As the nation gears up for an election year, the Supreme Court reaffirmed the power of states to impose limits on campaign contributions to political candidates. The justices ruled, 6 to 3, that a 1994 Missouri law restricting individual contributions to $1,075 for candidates in statewide races does not violate the constitutional right to free speech. About two-thirds of states impose campaign contribution limits. Among other rulings, the court said federal approval of changes in state and local elections cannot be withheld just because redistricting fails to improve a discriminatory situation. The 5-4 ruling stemmed from a Louisiana case in which district lines continued making it difficult to elect a black to the Bossier Parish school board.
Rep. Virgil Goode of Virginia moved to drop his affiliation with the Democratic Party and become an independent, his office reported. As a result, Republicans will hold a 222-211 majority in the House, with two independents - the other being Rep. Bernard Sanders of Vermont. The move could jeopardize Democratic hopes of regaining control of the House in this year's election.
Although the Iowa presidential caucuses were expected to draw little more than 10 percent of the state's 1.8 million registered voters, the results may set the parameters for the entire campaign, analysts said. Vice President Al Gore and Texas Gov. George W. Bush needed to win their respective Democratic and Republican races by sizable margins for them to be considered substantial victories, the analysts said.

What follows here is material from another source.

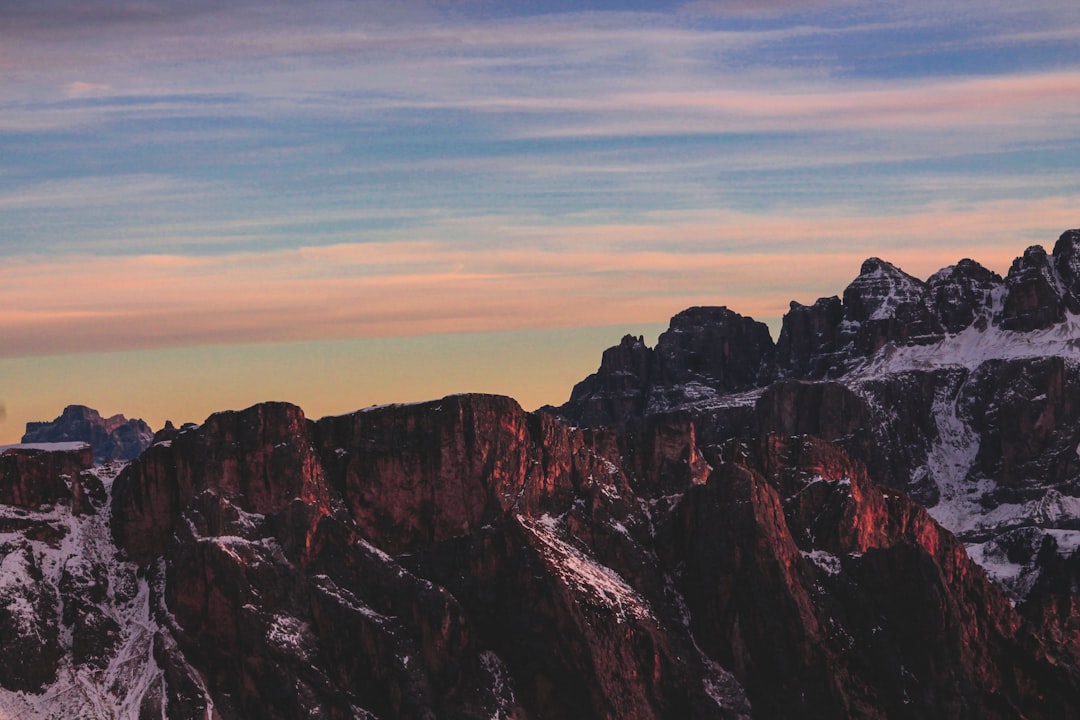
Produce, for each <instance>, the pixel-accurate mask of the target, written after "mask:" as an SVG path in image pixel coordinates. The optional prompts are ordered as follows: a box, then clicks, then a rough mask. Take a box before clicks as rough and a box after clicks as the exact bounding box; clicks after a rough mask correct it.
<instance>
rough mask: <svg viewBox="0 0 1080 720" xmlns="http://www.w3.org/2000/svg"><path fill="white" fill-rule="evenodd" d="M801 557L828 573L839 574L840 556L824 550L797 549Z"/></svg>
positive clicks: (839, 566) (830, 573)
mask: <svg viewBox="0 0 1080 720" xmlns="http://www.w3.org/2000/svg"><path fill="white" fill-rule="evenodd" d="M799 552H800V553H801V555H802V557H805V558H807V559H808V560H810V561H811V562H813V563H814V565H815V566H818V567H819V568H821V569H822V570H824V571H825V572H826V573H827V574H829V575H838V574H840V558H838V557H836V556H835V555H833V554H832V553H826V552H825V551H810V552H807V551H799Z"/></svg>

President Clinton was to propose $27 million to help close the earnings gap between men and women and beef up enforcement of equal-pay laws, the White House indicated. The plan, part of his 2001 budget proposal, includes $10 million for the Equal Employment Opportunity Commission, although a similar, $14 million initiative failed in Congress last year.
Federal prosecutors are investigating whether someone outside the family of Wen Ho Lee, charged with mishandling nuclear secrets, may have gained access to sensitive information via the Internet, The Washington Post reported. Around 1994, the password of the then-employee of the Los Alamos (N.M.) National Laboratory was used about 70 times at UCLA to log in to the laboratory's unclassified network, the Post said. Lee's attorneys explained it was his daughter playing a computer game, but prosecutors were unconvinced that someone else was not involved.
Many children with disabilities receive substandard schooling because states are not complying with federal rules on special education, the Washington- based National Council on Disability reported in a review of performance from 1994 to 1998. But officials at the Department of Education, which oversees compliance with the Individuals With Disabilities Education Act of 1975, said it has increased monitoring under the Clinton administration.